En la primera temporada, Dante rodó Homecaming (Regreso a casa). El episodio transcurre durante una elección presidencial en Estados Unidos que el espectador sigue a través de dos asesores políticos especializados en medios masivos. En una audición de tevé, una madre que tiene a su hijo en la guerra de Iraq pide ante las cámaras que su vástago y todos los jóvenes que están muriendo lejos de casa regresen, como sea, que regresen. Y, como en el clásico cuento “La pata de mono”, su deseo se cumple: los soldados comienzan a volver a la patria, después de muertos, un vasto ejército de zombies deambula por las calles del país decididos a depositar su voto en las urnas para impedir que el presidente que los mandó a la muerte vuelva a ganar las elecciones. “Esta es una película de terror porque la mayoría de sus personajes son republicanos”, declaró Dante.

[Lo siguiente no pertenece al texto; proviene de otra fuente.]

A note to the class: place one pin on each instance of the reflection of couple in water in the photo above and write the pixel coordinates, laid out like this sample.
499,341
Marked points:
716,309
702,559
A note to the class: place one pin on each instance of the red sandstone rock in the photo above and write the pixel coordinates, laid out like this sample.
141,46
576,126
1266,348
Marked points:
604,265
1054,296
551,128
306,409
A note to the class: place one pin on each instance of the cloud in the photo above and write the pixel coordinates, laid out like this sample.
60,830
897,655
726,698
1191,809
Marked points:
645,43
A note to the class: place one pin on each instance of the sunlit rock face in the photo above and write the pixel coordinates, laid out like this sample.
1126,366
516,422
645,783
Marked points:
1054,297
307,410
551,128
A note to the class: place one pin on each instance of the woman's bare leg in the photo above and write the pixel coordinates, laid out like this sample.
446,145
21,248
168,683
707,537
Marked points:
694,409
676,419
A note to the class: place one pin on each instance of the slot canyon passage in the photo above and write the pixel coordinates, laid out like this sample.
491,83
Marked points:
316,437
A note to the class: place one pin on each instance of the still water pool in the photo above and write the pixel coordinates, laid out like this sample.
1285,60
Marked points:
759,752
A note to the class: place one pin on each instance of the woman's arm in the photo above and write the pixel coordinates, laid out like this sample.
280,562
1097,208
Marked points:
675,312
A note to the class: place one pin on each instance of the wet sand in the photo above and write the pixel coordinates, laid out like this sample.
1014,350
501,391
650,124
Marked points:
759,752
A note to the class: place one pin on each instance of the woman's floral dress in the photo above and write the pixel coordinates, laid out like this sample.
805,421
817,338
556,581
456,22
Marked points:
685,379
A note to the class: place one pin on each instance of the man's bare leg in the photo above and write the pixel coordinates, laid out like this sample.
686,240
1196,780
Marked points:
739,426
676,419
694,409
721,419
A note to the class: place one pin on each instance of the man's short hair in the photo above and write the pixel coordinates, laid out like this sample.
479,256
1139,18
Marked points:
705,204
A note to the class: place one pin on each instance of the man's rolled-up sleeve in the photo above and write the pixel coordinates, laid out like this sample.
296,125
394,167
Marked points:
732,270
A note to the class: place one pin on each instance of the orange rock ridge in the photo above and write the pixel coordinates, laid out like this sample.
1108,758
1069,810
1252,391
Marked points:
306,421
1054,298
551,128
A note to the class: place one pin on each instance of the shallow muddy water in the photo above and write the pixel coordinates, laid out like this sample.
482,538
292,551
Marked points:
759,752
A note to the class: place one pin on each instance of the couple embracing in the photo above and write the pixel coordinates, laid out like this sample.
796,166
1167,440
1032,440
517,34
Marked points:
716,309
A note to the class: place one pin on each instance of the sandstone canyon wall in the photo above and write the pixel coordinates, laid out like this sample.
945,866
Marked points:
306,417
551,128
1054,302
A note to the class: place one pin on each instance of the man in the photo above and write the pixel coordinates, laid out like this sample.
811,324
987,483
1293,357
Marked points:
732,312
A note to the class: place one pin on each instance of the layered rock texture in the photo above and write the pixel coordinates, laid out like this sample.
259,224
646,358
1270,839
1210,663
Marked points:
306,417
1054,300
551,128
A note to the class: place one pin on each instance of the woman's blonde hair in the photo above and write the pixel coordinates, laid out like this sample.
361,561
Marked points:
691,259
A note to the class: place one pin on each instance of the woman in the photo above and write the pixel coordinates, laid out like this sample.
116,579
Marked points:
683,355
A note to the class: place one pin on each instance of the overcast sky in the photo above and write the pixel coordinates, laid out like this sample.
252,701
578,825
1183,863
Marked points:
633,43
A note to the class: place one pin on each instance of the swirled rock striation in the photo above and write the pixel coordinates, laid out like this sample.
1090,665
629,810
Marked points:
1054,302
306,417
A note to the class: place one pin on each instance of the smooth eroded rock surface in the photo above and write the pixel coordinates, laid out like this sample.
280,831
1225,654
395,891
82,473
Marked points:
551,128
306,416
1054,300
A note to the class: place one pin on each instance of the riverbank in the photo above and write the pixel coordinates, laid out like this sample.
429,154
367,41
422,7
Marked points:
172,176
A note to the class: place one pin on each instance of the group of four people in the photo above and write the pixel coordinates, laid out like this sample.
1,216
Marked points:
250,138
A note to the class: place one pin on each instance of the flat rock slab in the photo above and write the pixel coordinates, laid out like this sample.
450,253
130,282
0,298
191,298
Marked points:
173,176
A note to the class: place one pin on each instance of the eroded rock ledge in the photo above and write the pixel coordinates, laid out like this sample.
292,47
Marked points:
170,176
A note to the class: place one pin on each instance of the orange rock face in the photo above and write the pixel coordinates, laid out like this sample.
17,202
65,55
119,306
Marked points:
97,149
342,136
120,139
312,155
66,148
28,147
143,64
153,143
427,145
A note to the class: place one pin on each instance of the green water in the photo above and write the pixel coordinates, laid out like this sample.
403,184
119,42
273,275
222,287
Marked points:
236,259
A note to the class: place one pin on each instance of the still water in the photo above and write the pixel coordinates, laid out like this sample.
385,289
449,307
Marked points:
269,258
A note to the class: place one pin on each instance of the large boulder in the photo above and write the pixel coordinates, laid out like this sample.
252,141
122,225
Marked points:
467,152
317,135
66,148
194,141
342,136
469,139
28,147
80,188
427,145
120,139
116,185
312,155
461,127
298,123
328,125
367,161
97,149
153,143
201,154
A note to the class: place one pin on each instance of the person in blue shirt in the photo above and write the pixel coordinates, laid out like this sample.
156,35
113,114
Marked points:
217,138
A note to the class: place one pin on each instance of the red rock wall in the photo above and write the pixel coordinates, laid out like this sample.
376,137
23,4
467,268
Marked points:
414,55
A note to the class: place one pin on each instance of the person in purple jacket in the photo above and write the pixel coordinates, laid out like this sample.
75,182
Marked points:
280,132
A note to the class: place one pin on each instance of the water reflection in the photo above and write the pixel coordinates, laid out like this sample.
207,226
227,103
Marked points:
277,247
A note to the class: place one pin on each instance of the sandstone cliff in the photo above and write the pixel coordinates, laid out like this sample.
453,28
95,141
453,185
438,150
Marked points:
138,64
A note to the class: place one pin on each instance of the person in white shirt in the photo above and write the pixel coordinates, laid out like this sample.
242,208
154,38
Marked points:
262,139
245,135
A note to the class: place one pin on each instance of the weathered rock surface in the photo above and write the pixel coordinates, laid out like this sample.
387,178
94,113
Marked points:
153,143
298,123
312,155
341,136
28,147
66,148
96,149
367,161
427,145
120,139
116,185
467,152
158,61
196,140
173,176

A diferencia de otras películas de zombies y muertos vivos, Homecoming no apuesta a la sorpresa, sino a la rutina: en el andar desgarbado de los muertos reverbera la imagen de los parias, los otros: negros, latinos, árabes.

El abismo y la isla
En las series de ciencia ficción, los temas recurrentes son los universos paralelos (Lost, Fringe, Paradox, FlashForward) y el viaje correctivo en el tiempo herencia de Terminator (de nuevo Lost; también, según dijimos, Mad Men, o el extraño policial Life on Mars). En otras palabras, algo así como la condición irredimible del presente requiere que se eche luz sobre los últimos días mediante el regreso a tiempos sobre los que habría, en principio, un orden: los 60 anteriores a Mayo del 68 y Woodstock, los virulentos 70 al filo del final de Vietnam (Life on Mars). Pero también, descubrir en la actualidad las alternativas que devuelvan al presente un resplandor utópico: si del otro lado, si en el universo paralelo de Fringe, Flashforward, Paradox o Lost las opciones que se tomaron no hicieron las cosas más felices, por lo menos desde allá nos llegan signos, pistas para evitar ciertos errores.
Así, las series de televisión que inauguraron el nuevo milenio podrían representarse según dos metáforas planteadas en dos sagas ejemplares: Lost o la Isla, y Mad Men o la Caída, el Abismo. El carácter insular de Lost, su cosa pequeña, doméstica y cerrada, que se despliega y busca lo abierto para instalar allí sus planteos fundamentales puede percibirse en la gran mayoría de las series, desde Fringe hasta Battlestar Galactica (su versión 2004, creada por Ronald D. Moore tomando como base el oxidado culebrón de los 70 que protagonizó Lorne Greene). El carácter abisal (en el abismo siempre está el demonio, advertía William Blake), de inminente caída, puede percibirse en Mad Men, Flashforward y en la breve temporada de Caprica (precuela del año 2009 de Battlestar Galactica). En estas series sus personajes, al igual que el Scottie de Vertigo (Hitchcock, 1956), no sólo están al borde de una caída, sino que llevan el abismo en la mirada: algo han visto que no cabe en la superficie del mundo que pisan. Y, más terrible, ese algo, el futuro mismo, debe ser aún construido.


Anotación del 2 de junio de 2012: Lástima no haber tenido a mano este artículo de Agamben que publica Link en su blog.